Royal Enfield Bullet is the oldest motorcycle in the country which has succeeded well in maintaining its existence over a prolonged period of time. The bike was introduced firstly in 1948 and has been in continuous production since then. Based on an old-school cruiser motorcycle concept, it is the flagship model of the company and has gone through some minor changes time to time to stay competitive in the market.
Royal Enfield Bullet 500 is propelled by a 499cc, single cylinder, four-stroke, twinspark, air-cooled engine that generates a net power of 26.1bhp at 5,100rpm with a peak torque of 40.9Nm at 3,800rpm. The carbureted mill comes mated to a five-speed constant mesh gearbox and uses wet multiplate clutch assembly. The bike is equipped with 90/90 - 19 front and 120/80 - 18 rear tyres with elegant spoke wheels. The stopping power to them is provided a 280mm front disc and a 153mm rear drum brake. The suspension system consists of telescopic forks at the front and twin gas-charged shock absorbers at the rear.
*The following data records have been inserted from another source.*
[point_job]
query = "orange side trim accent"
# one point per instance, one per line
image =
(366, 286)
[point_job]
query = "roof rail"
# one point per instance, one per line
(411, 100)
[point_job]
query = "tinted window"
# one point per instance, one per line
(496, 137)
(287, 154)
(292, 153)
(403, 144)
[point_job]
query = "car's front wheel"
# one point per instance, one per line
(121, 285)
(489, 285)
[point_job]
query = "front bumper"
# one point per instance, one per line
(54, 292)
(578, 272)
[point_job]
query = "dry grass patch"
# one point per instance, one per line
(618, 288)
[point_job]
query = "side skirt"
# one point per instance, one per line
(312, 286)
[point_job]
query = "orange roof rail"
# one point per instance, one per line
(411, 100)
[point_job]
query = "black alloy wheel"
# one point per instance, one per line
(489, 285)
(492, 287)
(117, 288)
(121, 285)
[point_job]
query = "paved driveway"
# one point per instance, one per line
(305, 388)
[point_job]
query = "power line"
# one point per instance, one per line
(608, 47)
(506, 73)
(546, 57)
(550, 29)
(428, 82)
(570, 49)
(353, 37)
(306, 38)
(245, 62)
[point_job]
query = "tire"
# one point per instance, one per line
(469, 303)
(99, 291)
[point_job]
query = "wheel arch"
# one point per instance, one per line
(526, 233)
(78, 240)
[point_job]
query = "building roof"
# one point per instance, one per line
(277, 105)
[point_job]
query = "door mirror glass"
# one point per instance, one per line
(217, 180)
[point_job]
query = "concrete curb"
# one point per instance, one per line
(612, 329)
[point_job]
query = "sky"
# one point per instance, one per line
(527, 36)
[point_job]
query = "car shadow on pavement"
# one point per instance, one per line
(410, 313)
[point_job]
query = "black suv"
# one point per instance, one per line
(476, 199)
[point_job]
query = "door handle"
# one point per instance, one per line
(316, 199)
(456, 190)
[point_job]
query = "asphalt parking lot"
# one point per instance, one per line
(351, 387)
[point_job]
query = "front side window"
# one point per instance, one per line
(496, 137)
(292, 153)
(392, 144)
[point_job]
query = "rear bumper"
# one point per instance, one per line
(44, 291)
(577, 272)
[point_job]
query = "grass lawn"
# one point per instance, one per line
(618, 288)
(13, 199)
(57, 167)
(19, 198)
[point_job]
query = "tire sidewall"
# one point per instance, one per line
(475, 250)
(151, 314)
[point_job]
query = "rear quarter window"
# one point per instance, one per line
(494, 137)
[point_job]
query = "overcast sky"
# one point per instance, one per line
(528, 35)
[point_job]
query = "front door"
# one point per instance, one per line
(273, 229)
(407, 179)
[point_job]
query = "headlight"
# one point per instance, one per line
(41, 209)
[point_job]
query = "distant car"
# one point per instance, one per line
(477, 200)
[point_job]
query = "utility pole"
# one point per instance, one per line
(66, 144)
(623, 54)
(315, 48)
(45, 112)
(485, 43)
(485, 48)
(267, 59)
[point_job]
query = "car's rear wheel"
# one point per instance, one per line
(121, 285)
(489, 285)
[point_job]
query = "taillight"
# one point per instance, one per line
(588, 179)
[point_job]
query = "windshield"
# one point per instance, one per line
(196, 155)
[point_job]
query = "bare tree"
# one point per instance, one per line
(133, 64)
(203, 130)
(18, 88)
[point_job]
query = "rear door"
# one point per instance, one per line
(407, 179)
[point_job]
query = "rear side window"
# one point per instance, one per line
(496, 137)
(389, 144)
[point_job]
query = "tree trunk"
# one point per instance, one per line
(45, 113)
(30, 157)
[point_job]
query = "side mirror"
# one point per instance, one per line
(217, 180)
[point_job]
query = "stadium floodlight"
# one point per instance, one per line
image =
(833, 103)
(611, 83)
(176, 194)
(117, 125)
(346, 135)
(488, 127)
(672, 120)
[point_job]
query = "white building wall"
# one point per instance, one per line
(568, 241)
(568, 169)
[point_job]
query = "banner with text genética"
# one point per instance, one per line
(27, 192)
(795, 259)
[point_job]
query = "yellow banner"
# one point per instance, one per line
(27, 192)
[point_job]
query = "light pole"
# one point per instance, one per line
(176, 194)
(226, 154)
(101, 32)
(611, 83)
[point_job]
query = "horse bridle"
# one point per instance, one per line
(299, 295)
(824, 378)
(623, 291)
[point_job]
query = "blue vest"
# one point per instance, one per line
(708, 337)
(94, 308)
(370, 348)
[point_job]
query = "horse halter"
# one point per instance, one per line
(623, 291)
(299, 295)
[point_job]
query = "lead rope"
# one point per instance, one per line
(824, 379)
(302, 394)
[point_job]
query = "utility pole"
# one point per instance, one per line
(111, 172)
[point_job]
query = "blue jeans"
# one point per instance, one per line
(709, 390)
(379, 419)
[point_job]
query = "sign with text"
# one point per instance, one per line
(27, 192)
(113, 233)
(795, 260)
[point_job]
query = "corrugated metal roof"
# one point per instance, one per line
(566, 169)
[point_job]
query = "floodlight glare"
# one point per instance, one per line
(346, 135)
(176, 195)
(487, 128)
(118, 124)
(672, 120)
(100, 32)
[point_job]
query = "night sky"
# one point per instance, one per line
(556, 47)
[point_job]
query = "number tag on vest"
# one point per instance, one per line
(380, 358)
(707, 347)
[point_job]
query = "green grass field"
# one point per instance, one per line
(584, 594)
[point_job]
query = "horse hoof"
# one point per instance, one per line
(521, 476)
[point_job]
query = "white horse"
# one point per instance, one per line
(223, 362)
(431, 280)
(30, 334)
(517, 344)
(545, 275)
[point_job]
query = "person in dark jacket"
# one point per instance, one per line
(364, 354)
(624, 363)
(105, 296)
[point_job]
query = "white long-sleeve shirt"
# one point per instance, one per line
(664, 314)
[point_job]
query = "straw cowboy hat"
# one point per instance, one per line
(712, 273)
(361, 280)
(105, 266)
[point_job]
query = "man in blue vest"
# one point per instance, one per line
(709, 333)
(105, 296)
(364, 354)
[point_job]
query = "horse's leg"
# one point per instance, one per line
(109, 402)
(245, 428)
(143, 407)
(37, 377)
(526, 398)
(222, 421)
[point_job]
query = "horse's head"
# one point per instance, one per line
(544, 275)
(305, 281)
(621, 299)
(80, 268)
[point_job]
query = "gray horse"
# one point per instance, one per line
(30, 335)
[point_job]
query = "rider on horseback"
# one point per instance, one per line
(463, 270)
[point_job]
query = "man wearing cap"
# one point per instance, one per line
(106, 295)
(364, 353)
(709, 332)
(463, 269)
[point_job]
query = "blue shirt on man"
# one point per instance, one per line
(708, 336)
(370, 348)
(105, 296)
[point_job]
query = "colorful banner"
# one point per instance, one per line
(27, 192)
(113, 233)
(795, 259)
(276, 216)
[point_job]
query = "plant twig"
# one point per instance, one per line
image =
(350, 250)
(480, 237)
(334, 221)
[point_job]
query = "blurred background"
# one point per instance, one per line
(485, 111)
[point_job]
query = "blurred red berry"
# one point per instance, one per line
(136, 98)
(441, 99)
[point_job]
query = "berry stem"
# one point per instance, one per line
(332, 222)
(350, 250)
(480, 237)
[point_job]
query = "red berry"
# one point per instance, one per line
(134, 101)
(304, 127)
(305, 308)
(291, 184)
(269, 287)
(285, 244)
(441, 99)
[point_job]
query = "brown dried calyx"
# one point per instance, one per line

The bike has been designed on a retro cruiser bike theme and the basic philosophy behind its styling has remained unchanged over the past few decades. The front section has a rounded headlamp with twin pilot lamps, which the company calls tiger eye lamps. The chrome headlight casing looks premium and blesses the bike with an appealing front. The fuel tank is neatly crafted which now comes with Royal Enfield badges on both sides and gives an upright riding position to the rider. The vintage style step up seat comes thickly cushioned and offers comfort to the rider and pillion. The rear end receives a small rounded tail lamp that completes the overall body profile quite impressively.
With body dimensions of 2,140mm x 810mm x 1,110mm (LxWxH) and a wheelbase of 1,370mm, the bike comes with an appealing and handsome personality. A minimum ground clearance of 135mm ensures good stability around the corners. Royal Enfield Bullet 500 receives a 13.5 liter fuel tank that offers a fair range after filling it up to the full. The instrumentation of the bike is done traditionally that displays speed, distance and fuel gauge in an analogue manner.